Each week, Bowdoin Chief Information Officer Mitch Davis offers a look at news and trends in technology, gadgets, inventions, or just something worth checking out. It’s called “One Cool Thing.”
The best new gadget has to be the iPad. Google, Microsoft, HTC, and HP are all trying to come out with something like the iPad before Apple owns the market. Apple will be wildly successful with this new device because of all the iPhone apps that port right over. I can’t figure out who the typical iPad buyer is from the people I know buying them. From 3 yr. olds, to grandmothers, to programmers, the iPad seems to have a very wide market.
Eric Chown a professor in Computer Science is using the iPad and iTouch to teach programming this semester. Ben Johnson, a Bowdoin student has already started his own company to build iPhone applications. He built the Bowdoin Dining App after winning a Gibbons grant to work over the summer on the project. Meanwhile, Bowdoin IT’s Jason Pelletier offers a review of the iPad from a user’s perspective…

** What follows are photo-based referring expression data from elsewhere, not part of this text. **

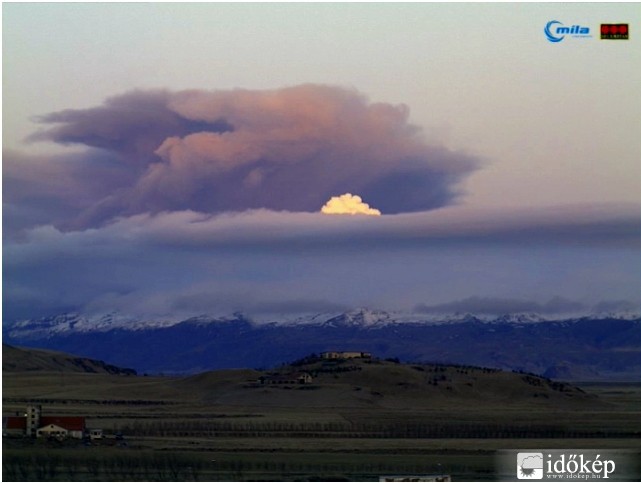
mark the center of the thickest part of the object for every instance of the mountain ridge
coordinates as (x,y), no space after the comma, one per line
(598,347)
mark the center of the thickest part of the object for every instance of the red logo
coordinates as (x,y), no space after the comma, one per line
(614,31)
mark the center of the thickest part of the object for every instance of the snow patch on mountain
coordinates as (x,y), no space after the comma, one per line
(363,318)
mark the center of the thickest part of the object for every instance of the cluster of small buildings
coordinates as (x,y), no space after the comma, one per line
(345,355)
(294,378)
(306,378)
(35,425)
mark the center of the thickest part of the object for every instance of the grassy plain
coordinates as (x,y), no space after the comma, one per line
(352,425)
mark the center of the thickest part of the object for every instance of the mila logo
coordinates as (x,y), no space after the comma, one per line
(555,31)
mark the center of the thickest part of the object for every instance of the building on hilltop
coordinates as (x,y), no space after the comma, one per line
(345,355)
(294,378)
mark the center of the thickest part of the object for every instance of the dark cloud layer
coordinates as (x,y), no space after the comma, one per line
(214,151)
(493,306)
(270,262)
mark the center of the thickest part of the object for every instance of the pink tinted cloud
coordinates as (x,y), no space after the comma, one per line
(283,149)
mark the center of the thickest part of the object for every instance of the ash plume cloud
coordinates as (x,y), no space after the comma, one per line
(288,149)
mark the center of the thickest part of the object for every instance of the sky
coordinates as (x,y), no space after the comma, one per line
(171,160)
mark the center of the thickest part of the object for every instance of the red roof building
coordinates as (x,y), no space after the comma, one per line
(70,423)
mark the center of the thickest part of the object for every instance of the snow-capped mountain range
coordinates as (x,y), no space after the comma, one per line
(360,317)
(596,346)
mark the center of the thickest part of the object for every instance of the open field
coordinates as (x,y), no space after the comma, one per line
(197,428)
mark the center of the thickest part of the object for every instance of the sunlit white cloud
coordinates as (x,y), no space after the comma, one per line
(348,204)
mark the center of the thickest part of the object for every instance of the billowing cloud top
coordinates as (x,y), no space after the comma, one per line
(348,204)
(213,151)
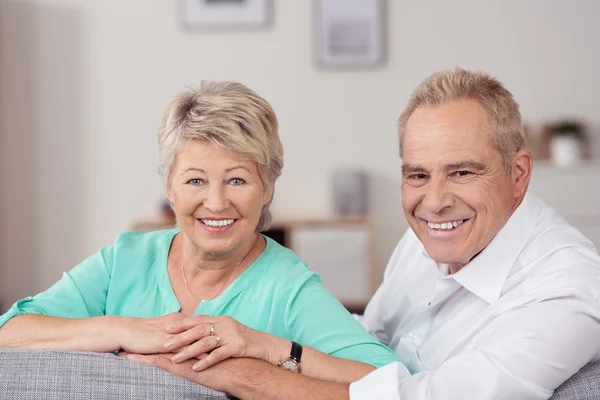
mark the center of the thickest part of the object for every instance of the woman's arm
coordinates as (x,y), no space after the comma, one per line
(100,334)
(41,331)
(194,339)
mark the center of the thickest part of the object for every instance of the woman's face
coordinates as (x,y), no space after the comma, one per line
(217,197)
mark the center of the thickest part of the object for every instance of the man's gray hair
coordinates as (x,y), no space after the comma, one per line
(445,86)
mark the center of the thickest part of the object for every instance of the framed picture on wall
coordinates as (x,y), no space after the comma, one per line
(350,33)
(224,14)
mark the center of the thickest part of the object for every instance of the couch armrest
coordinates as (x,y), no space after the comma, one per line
(58,374)
(584,385)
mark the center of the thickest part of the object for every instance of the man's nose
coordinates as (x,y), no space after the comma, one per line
(437,197)
(216,200)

Apple may have created a juggernaut with an iPad/iPhone “one, two punch” that will be difficult for other companies to match any time soon. The battle brewing between Microsoft, Google, Adobe, and Apple will be fun to watch. Palm is the first casualty. Who’s next?

Another iPad casualty.
Microsoft has cancelled Courier, the folding, two-screen prototype tablet that was first uncovered by Gizmodo.
I think Palm just got bought by HP. Curious to see what kind of product they produce to try to compete.

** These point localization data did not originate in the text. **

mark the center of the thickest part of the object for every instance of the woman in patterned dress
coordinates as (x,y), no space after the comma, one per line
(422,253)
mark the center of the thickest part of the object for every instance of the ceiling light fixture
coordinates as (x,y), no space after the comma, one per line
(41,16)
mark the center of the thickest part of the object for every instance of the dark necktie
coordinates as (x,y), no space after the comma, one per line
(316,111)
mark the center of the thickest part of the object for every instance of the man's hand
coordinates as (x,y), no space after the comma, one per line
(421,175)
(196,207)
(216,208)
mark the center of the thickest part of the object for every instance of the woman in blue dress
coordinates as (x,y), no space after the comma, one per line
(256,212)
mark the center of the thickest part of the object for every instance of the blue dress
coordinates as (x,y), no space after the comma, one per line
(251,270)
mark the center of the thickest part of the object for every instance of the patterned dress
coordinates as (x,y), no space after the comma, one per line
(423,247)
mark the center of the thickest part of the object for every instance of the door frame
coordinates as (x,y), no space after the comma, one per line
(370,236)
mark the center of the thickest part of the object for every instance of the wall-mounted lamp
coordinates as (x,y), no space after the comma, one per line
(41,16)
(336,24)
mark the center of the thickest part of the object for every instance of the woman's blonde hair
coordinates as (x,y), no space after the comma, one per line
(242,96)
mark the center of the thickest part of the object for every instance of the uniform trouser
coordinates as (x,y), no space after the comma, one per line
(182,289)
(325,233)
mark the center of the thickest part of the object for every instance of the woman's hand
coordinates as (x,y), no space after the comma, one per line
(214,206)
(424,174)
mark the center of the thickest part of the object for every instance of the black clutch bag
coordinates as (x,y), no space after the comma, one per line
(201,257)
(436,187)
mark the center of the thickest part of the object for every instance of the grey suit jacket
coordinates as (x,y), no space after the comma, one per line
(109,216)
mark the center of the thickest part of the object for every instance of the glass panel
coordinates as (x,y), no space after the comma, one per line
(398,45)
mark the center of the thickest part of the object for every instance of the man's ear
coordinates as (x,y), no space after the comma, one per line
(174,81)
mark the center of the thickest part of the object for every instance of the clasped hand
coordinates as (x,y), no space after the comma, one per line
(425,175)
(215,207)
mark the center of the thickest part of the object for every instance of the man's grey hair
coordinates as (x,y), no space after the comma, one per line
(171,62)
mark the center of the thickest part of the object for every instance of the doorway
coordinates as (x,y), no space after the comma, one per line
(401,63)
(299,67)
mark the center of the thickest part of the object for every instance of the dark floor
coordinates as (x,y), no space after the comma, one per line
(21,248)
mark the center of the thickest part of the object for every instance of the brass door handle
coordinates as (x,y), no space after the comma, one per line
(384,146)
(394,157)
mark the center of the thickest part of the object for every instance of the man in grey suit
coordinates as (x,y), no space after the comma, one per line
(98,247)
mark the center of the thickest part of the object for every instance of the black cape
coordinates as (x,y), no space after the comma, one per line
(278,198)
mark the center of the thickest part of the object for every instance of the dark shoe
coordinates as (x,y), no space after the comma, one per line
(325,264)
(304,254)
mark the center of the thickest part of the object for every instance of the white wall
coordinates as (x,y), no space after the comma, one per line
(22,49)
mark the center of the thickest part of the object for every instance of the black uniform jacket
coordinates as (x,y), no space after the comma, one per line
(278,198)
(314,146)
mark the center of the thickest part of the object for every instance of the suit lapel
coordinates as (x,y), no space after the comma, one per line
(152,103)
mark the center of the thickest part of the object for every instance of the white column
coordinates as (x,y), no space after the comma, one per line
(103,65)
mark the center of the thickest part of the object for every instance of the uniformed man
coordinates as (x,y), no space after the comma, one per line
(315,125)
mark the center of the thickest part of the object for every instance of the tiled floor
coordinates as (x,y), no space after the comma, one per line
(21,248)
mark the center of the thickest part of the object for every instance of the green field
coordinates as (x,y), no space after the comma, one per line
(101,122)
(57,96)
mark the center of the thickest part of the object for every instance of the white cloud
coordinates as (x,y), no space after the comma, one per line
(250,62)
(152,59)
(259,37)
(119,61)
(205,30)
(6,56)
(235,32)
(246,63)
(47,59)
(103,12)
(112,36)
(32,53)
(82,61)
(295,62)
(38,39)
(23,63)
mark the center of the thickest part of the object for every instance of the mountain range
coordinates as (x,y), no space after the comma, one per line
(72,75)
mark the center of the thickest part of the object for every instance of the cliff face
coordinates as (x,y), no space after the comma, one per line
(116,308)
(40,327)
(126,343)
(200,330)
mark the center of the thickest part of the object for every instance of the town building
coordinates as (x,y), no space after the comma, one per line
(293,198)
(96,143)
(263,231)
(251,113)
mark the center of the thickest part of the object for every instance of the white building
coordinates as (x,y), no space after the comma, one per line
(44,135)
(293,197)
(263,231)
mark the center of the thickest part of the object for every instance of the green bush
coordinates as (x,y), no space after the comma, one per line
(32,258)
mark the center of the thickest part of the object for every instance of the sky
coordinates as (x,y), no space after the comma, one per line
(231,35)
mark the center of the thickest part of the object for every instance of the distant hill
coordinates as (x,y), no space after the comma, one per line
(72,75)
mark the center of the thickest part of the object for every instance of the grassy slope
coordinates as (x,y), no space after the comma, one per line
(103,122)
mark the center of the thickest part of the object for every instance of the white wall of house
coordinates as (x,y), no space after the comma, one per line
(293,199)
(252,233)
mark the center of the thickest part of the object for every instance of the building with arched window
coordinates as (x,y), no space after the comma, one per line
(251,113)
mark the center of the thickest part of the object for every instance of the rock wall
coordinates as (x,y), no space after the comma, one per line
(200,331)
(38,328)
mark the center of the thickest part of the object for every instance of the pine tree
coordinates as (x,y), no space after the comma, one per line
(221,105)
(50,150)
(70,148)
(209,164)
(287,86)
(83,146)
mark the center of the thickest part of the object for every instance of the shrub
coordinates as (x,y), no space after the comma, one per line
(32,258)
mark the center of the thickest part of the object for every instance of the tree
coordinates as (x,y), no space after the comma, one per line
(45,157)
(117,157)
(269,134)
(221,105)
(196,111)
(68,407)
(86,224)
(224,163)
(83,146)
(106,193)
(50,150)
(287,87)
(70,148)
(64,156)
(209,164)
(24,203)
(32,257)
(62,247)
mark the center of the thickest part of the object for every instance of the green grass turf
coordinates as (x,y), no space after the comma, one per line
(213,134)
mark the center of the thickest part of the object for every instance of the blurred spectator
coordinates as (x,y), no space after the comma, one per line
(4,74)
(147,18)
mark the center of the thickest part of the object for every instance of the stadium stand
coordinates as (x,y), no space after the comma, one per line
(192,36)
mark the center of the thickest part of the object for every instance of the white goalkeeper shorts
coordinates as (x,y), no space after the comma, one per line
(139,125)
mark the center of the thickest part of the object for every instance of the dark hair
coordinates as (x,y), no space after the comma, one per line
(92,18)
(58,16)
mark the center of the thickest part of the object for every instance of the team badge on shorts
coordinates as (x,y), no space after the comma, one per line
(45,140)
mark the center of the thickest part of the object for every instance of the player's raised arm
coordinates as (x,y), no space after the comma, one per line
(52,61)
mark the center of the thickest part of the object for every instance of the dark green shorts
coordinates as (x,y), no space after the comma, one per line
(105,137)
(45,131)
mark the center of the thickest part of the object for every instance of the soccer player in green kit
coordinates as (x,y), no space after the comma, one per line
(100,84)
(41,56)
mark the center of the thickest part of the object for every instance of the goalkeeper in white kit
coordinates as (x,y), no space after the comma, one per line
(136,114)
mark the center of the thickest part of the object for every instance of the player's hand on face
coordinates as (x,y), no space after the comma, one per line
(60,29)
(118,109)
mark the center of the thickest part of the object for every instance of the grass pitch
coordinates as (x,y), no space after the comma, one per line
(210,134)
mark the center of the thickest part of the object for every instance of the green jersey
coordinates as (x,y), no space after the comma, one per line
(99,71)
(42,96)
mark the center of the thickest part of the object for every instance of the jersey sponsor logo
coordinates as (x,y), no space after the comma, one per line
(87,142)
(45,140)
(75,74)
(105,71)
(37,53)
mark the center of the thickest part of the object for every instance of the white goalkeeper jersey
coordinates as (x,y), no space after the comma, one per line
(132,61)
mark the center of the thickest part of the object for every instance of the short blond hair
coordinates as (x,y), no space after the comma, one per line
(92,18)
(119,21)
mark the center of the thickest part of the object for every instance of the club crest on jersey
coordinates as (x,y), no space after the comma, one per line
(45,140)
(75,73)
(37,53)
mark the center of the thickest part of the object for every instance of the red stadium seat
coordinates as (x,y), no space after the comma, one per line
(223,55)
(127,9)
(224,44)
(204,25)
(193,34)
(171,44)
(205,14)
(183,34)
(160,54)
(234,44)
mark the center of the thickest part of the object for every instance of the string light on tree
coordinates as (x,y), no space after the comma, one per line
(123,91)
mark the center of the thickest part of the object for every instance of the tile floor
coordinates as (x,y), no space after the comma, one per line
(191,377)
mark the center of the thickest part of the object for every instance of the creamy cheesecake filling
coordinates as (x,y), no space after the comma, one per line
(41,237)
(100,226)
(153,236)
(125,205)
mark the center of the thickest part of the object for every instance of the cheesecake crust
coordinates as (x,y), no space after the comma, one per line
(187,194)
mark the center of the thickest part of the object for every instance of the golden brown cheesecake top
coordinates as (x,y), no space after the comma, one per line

HP Slate is now dead. The iPad challengers are being dropped faster than a hot potato.
HP terminated the HP Slate project. Since Steve Ballmer unveiled the HP Slate prototype at CES–an attempt to steal the thunder from the impending announcement of the Apple iPad–the Slate has been the poster child and champion for everything the iPad isn’t.

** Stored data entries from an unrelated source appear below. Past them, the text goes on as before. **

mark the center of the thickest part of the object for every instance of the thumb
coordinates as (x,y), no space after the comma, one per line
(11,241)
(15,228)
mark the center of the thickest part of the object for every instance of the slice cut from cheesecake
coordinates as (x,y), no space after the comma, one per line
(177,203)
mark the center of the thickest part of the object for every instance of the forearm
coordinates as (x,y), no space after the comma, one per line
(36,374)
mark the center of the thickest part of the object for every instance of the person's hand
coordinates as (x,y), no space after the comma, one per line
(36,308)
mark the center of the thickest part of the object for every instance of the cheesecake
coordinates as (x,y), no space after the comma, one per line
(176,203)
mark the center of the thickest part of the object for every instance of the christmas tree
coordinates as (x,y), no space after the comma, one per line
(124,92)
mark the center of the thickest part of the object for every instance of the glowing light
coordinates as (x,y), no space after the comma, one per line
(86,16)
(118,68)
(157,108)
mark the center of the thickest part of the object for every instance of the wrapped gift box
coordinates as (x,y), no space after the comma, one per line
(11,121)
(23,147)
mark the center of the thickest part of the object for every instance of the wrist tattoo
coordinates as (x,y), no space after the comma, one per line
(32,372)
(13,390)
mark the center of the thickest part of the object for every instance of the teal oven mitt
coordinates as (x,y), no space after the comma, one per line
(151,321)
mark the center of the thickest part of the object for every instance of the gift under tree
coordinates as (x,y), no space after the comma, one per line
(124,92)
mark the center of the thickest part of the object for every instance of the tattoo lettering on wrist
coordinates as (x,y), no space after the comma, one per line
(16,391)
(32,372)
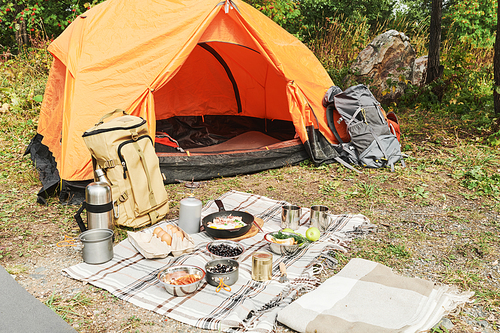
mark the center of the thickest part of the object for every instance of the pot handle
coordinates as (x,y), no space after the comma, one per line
(220,205)
(78,217)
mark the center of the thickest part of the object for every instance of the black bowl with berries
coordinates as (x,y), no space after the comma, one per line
(222,272)
(225,249)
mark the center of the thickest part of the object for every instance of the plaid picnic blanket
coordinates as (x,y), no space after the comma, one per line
(250,305)
(366,296)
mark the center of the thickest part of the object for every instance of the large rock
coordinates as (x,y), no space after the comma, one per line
(387,65)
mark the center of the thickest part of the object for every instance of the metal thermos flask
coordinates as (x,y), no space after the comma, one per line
(190,215)
(99,203)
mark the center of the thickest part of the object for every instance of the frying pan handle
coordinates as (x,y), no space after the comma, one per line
(220,205)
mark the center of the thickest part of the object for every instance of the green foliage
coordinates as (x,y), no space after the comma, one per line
(473,21)
(478,180)
(284,12)
(464,91)
(22,79)
(37,18)
(318,12)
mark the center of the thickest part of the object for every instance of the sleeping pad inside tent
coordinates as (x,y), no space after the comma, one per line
(224,89)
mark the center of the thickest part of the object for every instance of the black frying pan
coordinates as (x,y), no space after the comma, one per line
(227,233)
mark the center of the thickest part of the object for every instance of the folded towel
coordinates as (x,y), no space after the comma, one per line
(368,297)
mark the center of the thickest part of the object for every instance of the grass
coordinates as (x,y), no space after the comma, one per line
(437,218)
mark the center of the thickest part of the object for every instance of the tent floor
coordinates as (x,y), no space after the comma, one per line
(246,153)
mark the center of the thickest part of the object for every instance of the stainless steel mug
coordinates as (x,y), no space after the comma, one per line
(97,245)
(319,217)
(99,206)
(290,217)
(262,266)
(190,215)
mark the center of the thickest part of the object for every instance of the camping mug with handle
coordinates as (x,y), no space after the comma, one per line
(319,217)
(290,217)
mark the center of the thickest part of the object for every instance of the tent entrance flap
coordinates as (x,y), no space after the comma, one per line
(197,132)
(228,71)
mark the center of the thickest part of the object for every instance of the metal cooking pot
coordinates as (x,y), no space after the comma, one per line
(227,233)
(98,205)
(97,245)
(228,278)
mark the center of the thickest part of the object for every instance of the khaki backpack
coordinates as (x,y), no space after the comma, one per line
(124,150)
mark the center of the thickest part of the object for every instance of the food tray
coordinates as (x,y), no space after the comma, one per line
(151,247)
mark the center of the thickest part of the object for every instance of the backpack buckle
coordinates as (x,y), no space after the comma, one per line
(134,135)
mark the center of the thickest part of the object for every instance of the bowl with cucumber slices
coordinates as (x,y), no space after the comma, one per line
(285,243)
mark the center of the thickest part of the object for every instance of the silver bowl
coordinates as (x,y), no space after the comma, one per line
(229,243)
(283,249)
(177,271)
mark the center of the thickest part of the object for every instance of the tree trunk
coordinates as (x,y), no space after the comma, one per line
(20,26)
(434,70)
(496,70)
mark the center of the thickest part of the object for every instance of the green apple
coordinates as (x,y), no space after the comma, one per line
(313,234)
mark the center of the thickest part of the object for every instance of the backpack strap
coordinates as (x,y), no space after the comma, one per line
(330,109)
(347,165)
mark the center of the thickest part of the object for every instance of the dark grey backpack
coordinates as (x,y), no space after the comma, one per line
(372,144)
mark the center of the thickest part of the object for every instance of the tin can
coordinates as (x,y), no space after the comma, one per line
(262,266)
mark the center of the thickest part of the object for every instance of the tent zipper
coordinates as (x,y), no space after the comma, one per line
(104,130)
(120,156)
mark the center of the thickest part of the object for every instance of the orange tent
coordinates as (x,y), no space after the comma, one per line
(179,58)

An early review of an HP Slate prototype revealed what many already suspected–the Slate is more like a slow, handicapped PC forced into a flat-panel form factor than a tablet device. Essentially, it is in fact a touchscreen netbook without a keyboard.
Palm is dead.
This will only delay it for awhile.
HP will try to resuscitate a product that is already technically lagging behind its peers.